Così, se nel caso di Shimon gli autori del documentario restano sul bordo della denuncia e della condanna morale nei confronti del truffatore, nella serie la Rhimes fa un passo in più. Ricostruisce il passato della giovane, non cadendo nella trappola di giustificarne l’operato con un’infanzia difficile o cattivi genitori. Anna ha fatto la difficile esperienza di essere un’immigrata russa povera nella chiusa provincia tedesca, è stata traumatizzata da un ambiente escludente ma ha trovato presto il modo per rovesciare i ruoli.

Anna si è identificata con l’aggressore (le compagne di scuola che la prendono in giro e non le parlano per il suo abbigliamento).
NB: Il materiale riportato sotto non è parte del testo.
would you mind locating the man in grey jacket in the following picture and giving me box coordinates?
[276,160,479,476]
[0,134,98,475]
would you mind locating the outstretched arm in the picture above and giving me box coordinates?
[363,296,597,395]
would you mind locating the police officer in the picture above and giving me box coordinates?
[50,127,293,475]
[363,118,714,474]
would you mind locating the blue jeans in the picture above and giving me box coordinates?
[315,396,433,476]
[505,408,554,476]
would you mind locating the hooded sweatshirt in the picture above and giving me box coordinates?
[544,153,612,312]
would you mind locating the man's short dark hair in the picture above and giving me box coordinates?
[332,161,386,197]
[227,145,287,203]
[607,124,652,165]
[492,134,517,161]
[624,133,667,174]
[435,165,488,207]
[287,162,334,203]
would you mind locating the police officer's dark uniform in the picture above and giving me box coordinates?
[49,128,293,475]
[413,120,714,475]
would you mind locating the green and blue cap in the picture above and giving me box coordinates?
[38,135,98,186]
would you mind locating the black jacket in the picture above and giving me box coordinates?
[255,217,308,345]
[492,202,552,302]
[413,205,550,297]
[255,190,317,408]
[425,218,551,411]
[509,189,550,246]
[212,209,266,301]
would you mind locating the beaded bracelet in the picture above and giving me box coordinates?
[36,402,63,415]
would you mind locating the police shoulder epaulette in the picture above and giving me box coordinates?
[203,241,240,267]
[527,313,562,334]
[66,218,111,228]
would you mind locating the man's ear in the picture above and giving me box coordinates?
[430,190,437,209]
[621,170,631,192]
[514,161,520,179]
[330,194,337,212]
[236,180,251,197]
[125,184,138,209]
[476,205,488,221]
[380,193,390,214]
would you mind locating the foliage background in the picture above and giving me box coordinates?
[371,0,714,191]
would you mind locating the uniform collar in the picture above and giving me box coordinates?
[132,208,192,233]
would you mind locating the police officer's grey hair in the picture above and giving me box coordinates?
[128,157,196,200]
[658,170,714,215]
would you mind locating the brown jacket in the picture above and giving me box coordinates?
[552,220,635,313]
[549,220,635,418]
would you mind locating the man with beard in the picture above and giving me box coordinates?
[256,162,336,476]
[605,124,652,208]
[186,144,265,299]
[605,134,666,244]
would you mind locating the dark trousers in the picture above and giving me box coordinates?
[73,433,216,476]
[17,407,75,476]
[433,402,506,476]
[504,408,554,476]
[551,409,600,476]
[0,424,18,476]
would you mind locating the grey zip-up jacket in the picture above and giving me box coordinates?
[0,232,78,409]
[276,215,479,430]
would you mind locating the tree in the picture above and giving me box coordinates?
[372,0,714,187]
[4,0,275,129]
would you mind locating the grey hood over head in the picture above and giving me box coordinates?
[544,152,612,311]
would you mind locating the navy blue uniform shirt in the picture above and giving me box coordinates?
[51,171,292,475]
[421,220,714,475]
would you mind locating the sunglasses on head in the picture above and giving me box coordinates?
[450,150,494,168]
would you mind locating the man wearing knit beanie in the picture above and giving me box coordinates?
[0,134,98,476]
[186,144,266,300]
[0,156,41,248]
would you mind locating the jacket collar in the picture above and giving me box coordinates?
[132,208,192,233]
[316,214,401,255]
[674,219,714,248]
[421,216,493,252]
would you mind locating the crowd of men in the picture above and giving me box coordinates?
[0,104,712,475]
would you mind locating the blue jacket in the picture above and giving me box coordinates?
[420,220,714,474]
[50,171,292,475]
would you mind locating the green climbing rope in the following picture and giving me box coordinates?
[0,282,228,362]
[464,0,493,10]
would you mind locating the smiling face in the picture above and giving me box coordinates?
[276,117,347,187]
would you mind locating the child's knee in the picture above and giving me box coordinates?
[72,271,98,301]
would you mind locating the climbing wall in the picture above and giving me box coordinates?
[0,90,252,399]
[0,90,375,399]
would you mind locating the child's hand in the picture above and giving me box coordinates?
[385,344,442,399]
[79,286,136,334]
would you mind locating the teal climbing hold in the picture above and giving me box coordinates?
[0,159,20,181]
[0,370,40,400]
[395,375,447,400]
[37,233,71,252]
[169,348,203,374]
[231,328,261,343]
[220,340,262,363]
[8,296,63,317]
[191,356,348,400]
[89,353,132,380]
Lo ha fatto talmente bene da diventare lei stessa una bulla in grado di far sentire “brutte e sciatte” le compagne meno eleganti di lei. Da lì in poi la strada per conquistare i circoli esclusivi di New York è segnata. Tutte e tutti ci cadono, si fanno offrire cene e jet privati per poi concedere prestiti elevatissimi, il tutto per sentirsi speciali almeno quanto Anna, colei che da esclusa sa bene quali tasti toccare per suscitare precisi bisogni e attirare a sé persone che più di tutto le chiedono di brillare con lei. La luce resta luce anche se è riflessa. Ma il costo che si paga può essere molto alto e i ruoli tra vittima e carnefice possono continuare a scambiarsi.

La serie, infatti, finisce con Vivian, la giornalista che ha raccontato la storia di Anna, che ha fatto carriera grazie alla fama scaturita dall’articolo sulla finta ereditiera. La reporter aveva convinto la ragazza a raccontarle la propria incredibile storia promettendole notorietà mondiale. Così Anna la truffatrice, anche lei, ci era caduta, sedotta dal suo stesso trucco.

Vivian poi ha un momento di lucidità: si rende conto che se Anna è finita in carcere è a causa dell’attenzione mediatica suscitata verso il processo dal suo articolo. È allora che capisce. Parlando con l’avvocato di Anna, anche lui diventato più ricco e famoso grazie a questa storia, sono stravolti da un dubbio. È come se si chiedessero: abbiamo usato anche noi Anna per strappare l’attenzione di cui avevamo bisogno?